Nous voyons que pour les psychotropes susmentionnés l'élévation de la consommation se fait surtout lors du passage du deuxième au troisième groupe, par contre pour le cannabis et l'héroïne c'est lors du passage du premier au second groupe que l'élévation se réalise. En effet, si 15% des FC ont connu un épisode de dépendance au cannabis, c'est le cas de 62% des CM et de 56% des GC.

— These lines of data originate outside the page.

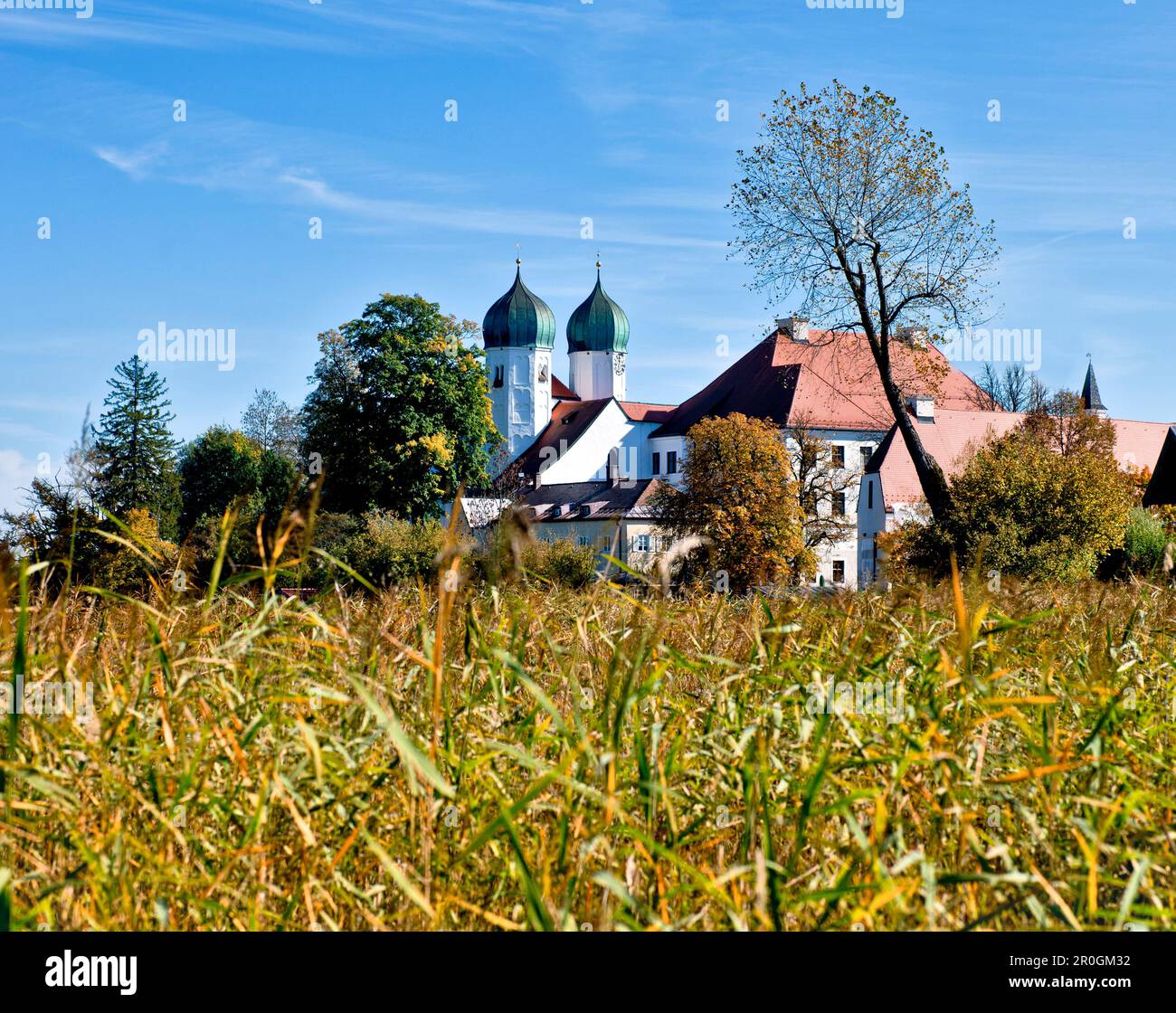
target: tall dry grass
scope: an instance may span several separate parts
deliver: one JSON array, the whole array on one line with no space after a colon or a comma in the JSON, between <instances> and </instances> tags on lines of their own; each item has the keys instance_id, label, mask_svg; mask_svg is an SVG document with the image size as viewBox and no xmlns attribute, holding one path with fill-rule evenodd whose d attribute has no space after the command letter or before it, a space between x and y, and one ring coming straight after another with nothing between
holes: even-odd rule
<instances>
[{"instance_id":1,"label":"tall dry grass","mask_svg":"<svg viewBox=\"0 0 1176 1013\"><path fill-rule=\"evenodd\" d=\"M1171 927L1170 590L662 599L459 568L310 603L263 576L148 603L11 589L9 673L93 683L98 712L8 724L0 914ZM861 683L901 709L836 712Z\"/></svg>"}]
</instances>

De même, si un nombre moyen de prises d'héroïne par mois supérieur ou égal à deux concerne 12% des FC, il passe à 44% pour les CM et chute à 22% pour les GC. Ici encore on retrouve l'effet du dosage de méthadone élevé chez les GC qui les dissuade de consommer de l'héroïne en raison du peu d'effet ressenti. Relevons toutefois que l'élévation du dosage de méthadone qui concerne aussi les CM n'explique pas la forte augmentation entre les FC (12%) et les CM (44%).

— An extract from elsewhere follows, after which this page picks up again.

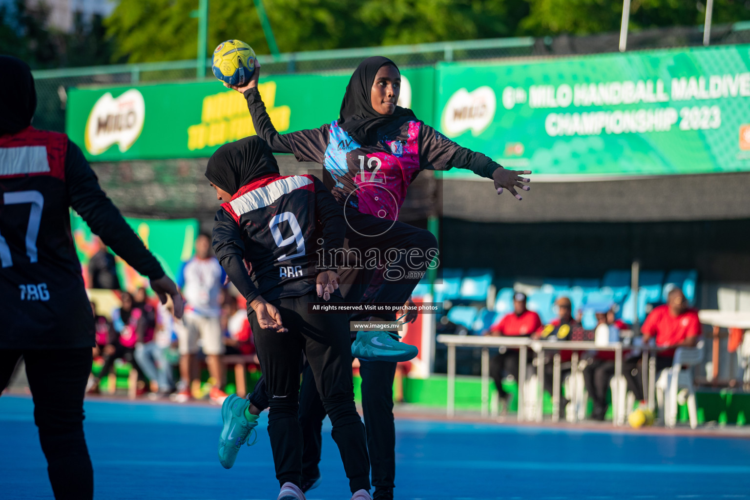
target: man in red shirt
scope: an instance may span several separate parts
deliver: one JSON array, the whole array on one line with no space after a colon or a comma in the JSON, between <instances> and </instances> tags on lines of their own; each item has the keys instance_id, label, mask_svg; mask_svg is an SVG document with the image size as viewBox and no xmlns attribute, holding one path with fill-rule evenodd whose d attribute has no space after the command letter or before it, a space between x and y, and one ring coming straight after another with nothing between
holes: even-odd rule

Ces chiffres laissent entrevoir que la consommation d'héroïne et de cannabis se différencie de celle des autres psychotropes. Alors que les épisodes de dépendance alcoolique et la consommation de benzodiazépines non prescrites médicalement se manifestent surtout chez les toxicomanes lourds (GC), la consommation de cannabis et d'héroïne est déjà fortement présente chez les consommateurs moyens (CM). Ces deux derniers types de drogues apparaissent donc moins liés à la gravité de la toxicomanie en comparaison à l'alcool et aux benzodiazépines. Nous aurons l'occasion de revenir ultérieurement sur l'explication de ce phénomène.

Notes
384.

Rappelons que les sujets présentant un faible score à l'indice de toxicomanie tout en étant dépendant d'une substance ont été déplacés dans la catégorie des consommateurs moyens.

385.

L'abus d'alcool trouverait également sa place dans cette série, mais il n'a pas été évalué. En ce qui concerne la dépendance alcoolique, nous verrons plus loin qu'elle annonce un risque d'évolution vers une toxicomanie grave. Une telle période de dépendance alcoolique avant la cure concerne un quart de l'échantillon.

386.

Evaluation basée sur un indice de consommation précoce constitué de l'âge de la première prise de cannabis et d'héroïne, de l'âge au moment de la première injection et au début de l'héroïnomanie quotidienne (cf. méthode).

387.

Définie comme une période de consommations quotidiennes excessives d'alcool sur une durée égale ou supérieure à trois mois.

388.

Les critères sont identiques à ceux de la dépendance alcoolique.

389.

Cette durée moyenne de cure élevée est due à l'échantillonnage qui a exclu les patients en cure depuis moins de six mois.

390.

Définit comme une consommation quotidienne, excessive et problématique sur une période supérieure à trois mois.

391.

Les pourcentages concernant les épisodes de dépendance aux benzodiazépines étant relativement faibles (FC : 0%, CM : 10%, GC : 22%) nous regroupons les catégories dépendance et abus.

392.

Les drogues rarement consommées (cocaïne, hallucinogènes et amphétamines) obéissent à des patterns semblables mais avec des taux plus élevés chez les FC (35%) et les CM (31%) et une élévation moins forte lors du passage du second au troisième groupe (GC = 61%, p = .08).